Step 3.9: Run the unit test notebook for the Python wheel

In this step, you run a job that runs the unit test notebook in your Azure Databricks workspace. This notebook runs unit tests against the Python wheel library’s logic.

  1. Use the Bash task: click the plus sign again in the Agent job section, select the Bash task on the Utility tab, and then click Add.

  2. Click the Bash Script task next to Agent job.

  3. For Type, select Inline.

  4. Replace the contents of Script with the following command, which uses the Databricks CLI to run the job in your Azure Databricks workspace:

    databricks bundle run -t $(BUNDLE_TARGET) run-unit-tests
    
  5. Set Display name to Run unit tests.

  6. Click Save > OK.

Step 3.10: Run the notebook that calls the Python wheel

In this step, you run a job that runs another notebook in your Azure Databricks workspace. This notebook calls the Python wheel library.

  1. Use the Bash task: click the plus sign again in the Agent job section, select the Bash task on the Utility tab, and then click Add.

  2. Click the Bash Script task next to Agent job.

  3. For Type, select Inline.

  4. Replace the contents of Script with the following command, which uses the Databricks CLI to run the job in your Azure Databricks workspace:

    databricks bundle run -t $(BUNDLE_TARGET) run-dabdemo-notebook
    
  5. Set Display name to Run notebook.

  6. Click Save > OK.

You have now completed configuring your release pipeline. It should look as follows:

Azure DevOps finished release pipeline configuration

Step 4: Run the build and release pipelines

In this step, you run the pipelines manually. To learn how to run the pipelines automatically, see Specify events that trigger pipelines and Release triggers.

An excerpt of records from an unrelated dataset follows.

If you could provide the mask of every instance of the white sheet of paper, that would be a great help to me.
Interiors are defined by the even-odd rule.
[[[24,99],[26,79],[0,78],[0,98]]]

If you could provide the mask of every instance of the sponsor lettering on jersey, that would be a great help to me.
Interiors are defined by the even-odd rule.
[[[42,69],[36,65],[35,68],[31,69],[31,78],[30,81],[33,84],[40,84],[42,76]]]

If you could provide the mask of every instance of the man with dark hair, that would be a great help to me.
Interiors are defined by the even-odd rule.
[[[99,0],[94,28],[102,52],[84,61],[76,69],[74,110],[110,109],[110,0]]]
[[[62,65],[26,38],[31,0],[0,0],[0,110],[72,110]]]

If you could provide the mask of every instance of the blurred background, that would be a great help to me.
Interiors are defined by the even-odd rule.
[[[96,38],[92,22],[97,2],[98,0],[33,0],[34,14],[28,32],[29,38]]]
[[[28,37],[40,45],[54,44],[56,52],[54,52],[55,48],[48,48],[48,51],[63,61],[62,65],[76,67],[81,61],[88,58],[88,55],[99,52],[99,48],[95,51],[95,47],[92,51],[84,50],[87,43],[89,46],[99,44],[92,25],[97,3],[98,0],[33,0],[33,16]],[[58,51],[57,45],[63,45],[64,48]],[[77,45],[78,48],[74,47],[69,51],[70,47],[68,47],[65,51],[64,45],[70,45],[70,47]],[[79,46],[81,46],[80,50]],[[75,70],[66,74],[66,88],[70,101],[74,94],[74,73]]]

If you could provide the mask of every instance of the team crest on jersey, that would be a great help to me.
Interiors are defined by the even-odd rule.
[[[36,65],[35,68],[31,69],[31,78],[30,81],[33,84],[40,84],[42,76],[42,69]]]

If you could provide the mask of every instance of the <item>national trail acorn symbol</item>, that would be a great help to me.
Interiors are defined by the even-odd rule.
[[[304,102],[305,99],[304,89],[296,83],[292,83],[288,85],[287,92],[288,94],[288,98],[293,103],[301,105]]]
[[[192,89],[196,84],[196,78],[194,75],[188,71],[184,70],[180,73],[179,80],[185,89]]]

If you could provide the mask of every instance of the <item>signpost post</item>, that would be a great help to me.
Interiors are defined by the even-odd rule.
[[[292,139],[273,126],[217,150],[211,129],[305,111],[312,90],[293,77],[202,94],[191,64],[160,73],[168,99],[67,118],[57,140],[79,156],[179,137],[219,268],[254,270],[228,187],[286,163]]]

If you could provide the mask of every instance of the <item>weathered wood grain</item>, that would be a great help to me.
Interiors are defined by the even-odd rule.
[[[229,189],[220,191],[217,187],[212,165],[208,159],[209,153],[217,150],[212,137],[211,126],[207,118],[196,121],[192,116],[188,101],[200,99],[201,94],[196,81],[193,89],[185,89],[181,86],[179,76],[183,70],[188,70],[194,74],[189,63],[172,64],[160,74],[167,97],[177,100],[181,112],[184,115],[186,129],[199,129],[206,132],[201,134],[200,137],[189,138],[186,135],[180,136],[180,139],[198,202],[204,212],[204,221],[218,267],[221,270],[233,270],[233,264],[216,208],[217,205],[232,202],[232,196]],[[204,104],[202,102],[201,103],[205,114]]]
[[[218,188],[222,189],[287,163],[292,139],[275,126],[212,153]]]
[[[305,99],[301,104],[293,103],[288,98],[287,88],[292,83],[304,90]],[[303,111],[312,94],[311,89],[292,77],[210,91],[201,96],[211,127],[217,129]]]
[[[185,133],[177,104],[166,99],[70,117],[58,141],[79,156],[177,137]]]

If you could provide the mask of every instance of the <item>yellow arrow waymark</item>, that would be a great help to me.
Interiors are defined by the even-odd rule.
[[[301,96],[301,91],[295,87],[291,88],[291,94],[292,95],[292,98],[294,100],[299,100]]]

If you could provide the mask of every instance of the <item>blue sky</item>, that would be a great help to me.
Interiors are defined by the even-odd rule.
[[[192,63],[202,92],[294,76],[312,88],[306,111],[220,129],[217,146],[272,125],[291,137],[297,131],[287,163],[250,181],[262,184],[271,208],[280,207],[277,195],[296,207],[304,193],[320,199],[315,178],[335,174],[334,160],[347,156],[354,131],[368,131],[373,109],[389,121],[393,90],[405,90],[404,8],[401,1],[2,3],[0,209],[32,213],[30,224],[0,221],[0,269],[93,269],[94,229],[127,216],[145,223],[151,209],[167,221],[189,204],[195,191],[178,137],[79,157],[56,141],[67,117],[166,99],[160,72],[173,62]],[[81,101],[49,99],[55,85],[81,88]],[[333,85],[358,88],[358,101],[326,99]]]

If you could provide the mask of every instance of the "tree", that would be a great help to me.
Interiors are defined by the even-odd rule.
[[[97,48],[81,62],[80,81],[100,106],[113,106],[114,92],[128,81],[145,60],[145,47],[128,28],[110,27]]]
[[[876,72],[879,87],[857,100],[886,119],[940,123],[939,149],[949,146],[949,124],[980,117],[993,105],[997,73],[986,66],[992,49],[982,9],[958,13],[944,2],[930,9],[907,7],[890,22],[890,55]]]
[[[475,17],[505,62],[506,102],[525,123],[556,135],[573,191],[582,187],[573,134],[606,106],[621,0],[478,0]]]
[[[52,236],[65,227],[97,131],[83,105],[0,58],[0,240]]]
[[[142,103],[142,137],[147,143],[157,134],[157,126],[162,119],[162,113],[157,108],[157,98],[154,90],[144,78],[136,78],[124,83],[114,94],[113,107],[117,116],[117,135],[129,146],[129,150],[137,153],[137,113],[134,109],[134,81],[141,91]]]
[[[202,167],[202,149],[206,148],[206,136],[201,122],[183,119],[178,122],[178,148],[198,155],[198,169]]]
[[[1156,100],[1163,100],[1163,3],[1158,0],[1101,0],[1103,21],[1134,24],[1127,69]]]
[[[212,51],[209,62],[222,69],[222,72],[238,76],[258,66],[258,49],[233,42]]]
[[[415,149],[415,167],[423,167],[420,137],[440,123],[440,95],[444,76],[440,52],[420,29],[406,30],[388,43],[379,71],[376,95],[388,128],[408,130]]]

To run the build pipeline manually:

  1. On the Pipelines menu in the sidebar, click Pipelines.
  2. Click your build pipeline’s name, and then click Run pipeline.
  3. For Branch/tag, select the name of the branch in your Git repository that contains all of the source code that you added. This example assumes that this is in the release branch.
  4. Click Run. The build pipeline’s run page appears.
  5. To see the build pipeline’s progress and to view the related logs, click the spinning icon next to Job.
  6. After the Job icon turns to a green check mark, proceed to run the release pipeline.

To run the release pipeline manually:

  1. After the build pipeline has run successfully, on the Pipelines menu in the sidebar, click Releases.
  2. Click your release pipeline’s name, and then click Create release.
  3. Click Create.
  4. To see the release pipeline’s progress, in the list of releases, click the name of the latest release.
  5. In the Stages box, click Stage 1, and click Logs.